My research looked into what more COCO can do to cater for children with disabilities in East Africa. First it addresses the debate around inclusion, and outlines the theory and research on how best to support children with disabilities get access to quality education. The International Policy Guidance advocates an “inclusive education system at all levels” so that “persons with disabilities receive the support required, within the general education system to facilitate their effective education.” (UNCRPD, 2006, Article 24). However, children with disabilities have very diversified needs. Thus there is real debate over what an ‘effective education’ means for children with different kinds of impairment and whether it is possible to facilitate their effective education within mainstream settings which have (amongst other things) much larger class sizes. The debate is explored in much more depth in the report but as Frederickson & Cline put it, the “rights of a child to have maximum access to mainstream education need to be balanced by their right to an effective education, appropriate to their needs” (2009, p. 78).
no one is to be left behind, particularly with regards to education. However inclusion (as the UNCRPD defines it) is at is nascent stage in these countries. Provision for children with disabilities is primarily limited to special schools, integrated schools and special units attached to regular schools. However, these governments have made concerted efforts towards increasing access to educational provision for children with disabilities. By adapting curriculums and examination conditions, creating educational resource centres, and giving schools capitation grants for students with special educational needs. In Uganda they have also allocated a Special Educational Needs Co-coordinator to each cluster of 20 schools.
Analysis of current research and National Policy documents revealed that the main barriers to inclusion and effective education of children with disabilities are:
Negative social attitudes to these children in schools and in surrounding communities, lack of awareness about their capabilities.

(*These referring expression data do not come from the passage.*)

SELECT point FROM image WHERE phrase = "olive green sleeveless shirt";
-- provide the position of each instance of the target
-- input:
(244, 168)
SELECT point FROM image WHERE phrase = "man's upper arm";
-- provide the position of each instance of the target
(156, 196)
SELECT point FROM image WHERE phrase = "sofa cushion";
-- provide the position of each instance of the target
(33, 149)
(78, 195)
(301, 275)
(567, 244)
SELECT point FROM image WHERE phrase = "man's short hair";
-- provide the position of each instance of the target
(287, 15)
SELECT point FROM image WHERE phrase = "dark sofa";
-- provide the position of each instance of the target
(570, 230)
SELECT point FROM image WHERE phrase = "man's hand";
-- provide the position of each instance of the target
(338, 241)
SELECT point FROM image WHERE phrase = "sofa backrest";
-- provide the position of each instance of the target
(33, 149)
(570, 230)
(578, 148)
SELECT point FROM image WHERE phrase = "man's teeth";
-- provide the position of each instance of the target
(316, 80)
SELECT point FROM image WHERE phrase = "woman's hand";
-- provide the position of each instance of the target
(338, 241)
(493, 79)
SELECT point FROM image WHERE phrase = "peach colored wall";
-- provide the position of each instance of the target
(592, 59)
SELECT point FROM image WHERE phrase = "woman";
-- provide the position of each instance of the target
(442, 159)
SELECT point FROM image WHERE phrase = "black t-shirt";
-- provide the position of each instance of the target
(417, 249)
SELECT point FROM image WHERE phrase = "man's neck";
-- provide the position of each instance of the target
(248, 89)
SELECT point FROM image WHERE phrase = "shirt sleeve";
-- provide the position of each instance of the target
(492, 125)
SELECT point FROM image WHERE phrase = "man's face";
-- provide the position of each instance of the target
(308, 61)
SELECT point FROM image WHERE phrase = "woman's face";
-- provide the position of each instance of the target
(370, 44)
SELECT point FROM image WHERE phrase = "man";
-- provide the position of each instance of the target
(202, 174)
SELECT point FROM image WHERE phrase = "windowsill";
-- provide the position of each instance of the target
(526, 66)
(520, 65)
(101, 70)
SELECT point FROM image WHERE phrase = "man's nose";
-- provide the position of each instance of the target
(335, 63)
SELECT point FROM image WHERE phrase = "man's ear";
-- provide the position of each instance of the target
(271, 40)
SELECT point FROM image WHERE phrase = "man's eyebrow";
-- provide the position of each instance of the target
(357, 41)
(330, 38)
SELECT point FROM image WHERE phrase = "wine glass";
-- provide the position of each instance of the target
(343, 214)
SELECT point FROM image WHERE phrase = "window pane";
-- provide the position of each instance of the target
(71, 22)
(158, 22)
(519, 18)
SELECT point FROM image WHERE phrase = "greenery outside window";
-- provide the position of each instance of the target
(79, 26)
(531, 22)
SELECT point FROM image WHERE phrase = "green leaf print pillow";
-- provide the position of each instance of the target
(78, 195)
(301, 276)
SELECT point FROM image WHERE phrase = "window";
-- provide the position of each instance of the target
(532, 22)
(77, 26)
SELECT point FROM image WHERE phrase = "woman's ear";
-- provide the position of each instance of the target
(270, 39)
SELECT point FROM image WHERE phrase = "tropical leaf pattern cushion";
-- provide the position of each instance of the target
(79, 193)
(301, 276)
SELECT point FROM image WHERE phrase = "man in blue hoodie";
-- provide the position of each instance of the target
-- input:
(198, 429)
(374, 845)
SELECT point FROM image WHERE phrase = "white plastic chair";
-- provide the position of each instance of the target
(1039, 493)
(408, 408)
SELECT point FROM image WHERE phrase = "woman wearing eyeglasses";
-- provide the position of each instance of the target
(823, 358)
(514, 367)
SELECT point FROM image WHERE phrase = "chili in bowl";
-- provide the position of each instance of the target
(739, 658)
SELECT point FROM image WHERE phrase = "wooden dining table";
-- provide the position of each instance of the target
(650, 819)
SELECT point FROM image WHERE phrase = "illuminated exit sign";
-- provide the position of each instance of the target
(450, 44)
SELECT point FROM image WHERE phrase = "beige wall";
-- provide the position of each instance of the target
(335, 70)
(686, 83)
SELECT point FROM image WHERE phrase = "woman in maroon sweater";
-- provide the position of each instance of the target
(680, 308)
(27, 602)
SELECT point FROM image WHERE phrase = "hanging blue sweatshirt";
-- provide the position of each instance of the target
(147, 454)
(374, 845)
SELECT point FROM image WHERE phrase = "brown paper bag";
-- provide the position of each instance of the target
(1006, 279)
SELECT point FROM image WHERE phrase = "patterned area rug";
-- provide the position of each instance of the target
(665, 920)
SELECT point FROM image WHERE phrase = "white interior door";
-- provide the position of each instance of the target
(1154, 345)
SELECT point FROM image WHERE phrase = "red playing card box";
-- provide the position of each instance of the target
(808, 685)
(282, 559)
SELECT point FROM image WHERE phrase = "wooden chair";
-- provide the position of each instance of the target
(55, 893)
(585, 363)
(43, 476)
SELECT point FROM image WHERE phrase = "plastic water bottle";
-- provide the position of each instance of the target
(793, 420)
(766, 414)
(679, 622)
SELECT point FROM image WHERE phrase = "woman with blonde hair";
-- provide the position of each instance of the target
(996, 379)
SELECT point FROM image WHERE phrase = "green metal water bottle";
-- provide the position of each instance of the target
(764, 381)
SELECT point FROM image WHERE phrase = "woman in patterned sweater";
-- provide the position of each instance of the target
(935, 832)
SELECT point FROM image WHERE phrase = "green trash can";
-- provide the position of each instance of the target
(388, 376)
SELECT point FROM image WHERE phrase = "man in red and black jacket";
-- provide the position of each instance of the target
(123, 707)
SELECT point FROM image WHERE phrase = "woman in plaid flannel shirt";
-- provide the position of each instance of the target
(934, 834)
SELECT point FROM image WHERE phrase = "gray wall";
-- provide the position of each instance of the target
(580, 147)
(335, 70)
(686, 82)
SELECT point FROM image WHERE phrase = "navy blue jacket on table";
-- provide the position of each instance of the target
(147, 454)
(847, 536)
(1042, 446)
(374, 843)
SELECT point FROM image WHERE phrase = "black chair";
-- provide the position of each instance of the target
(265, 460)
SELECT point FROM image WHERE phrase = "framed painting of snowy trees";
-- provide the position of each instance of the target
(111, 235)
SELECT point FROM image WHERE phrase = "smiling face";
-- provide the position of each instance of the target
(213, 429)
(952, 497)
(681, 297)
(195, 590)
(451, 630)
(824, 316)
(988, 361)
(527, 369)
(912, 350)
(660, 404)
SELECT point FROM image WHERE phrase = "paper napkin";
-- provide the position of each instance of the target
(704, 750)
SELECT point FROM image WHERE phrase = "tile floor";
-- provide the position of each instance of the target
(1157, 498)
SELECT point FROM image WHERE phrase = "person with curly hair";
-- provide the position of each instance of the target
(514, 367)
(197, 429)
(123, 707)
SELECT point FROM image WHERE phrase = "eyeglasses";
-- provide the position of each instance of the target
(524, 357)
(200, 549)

Lack of appropriate educational support materials/devices
Lack of specialist teacher training and educational support services
Considering all of the above it is suggested that, at present, in East Africa inclusive systems that incorporate both special schools and partial or full inclusion of children into mainstream schools may be the best way to meet children’s diversified educational needs.
The report then looks at what other organisations such as ADD International, Disability Africa and Inclusion International are doing for children with disabilities in East Africa at the moment.
Finally the report recommends a number of different things COCO can do to cater more for children with disabilities in East Africa including:
Partner with and support local special schools so that teachers can share specialist skills and knowledge to enable the teachers in COCO’s partner schools to better support pupils with special needs. Children can be supported as they move along the continuum of provision from special schools to partial or full inclusion. Through this partnership students could have interactions and there could even be a similar arrangement to the play schemes that Disability Africa (https://www.disability-africa.org/our-mission/) facilitate with the same fringe benefits for community and schools alike.
Teacher training. COCO could use the Hoja Teacher Training and Learning Centre to provide special needs training for teachers perhaps using the Inclusive Education Teacher’s Guide and Teacher’s Resource Pack [adapted from UNESCO] (http://unesdoc.unesco.org/images/0024/002482/248254e.pdf). Existing teachers in COCO’s partner schools could also be given teacher resource packs on inclusion and how best to meet the learning needs of children with disabilities. Furthermore training on the identification and functional assessment of children with learning barriers could be offered.
Provide learning aids for students in COCO’s partner schools and neighbouring special schools. Aids such as glasses, hearing aids, wheel chairs, walking hand frames, braille books, large print books, sign language manuals and audiometers to assess children with hearing impairments, voice recorders and microphones, audiometers, white canes, keyboards, computer assistive devices and programmes. This is by no means an exhaustive list and it would be dependent on the children’s individual needs and the staff’s training.
Raise awareness about the capabilities and rights of children with disabilities, using COCO’s partner schools as hubs from which to run awareness campaigns. As there is a current skew towards some disabilities rather than others there is a particular need for raising awareness about disabilities such as Autism.
Learning Support Centres, create these centres in COCO partner schools with high numbers of children with disabilities or special educational needs. These centres can be a hub from which children can receive support to ensure their effective education within ‘mainstream’ education.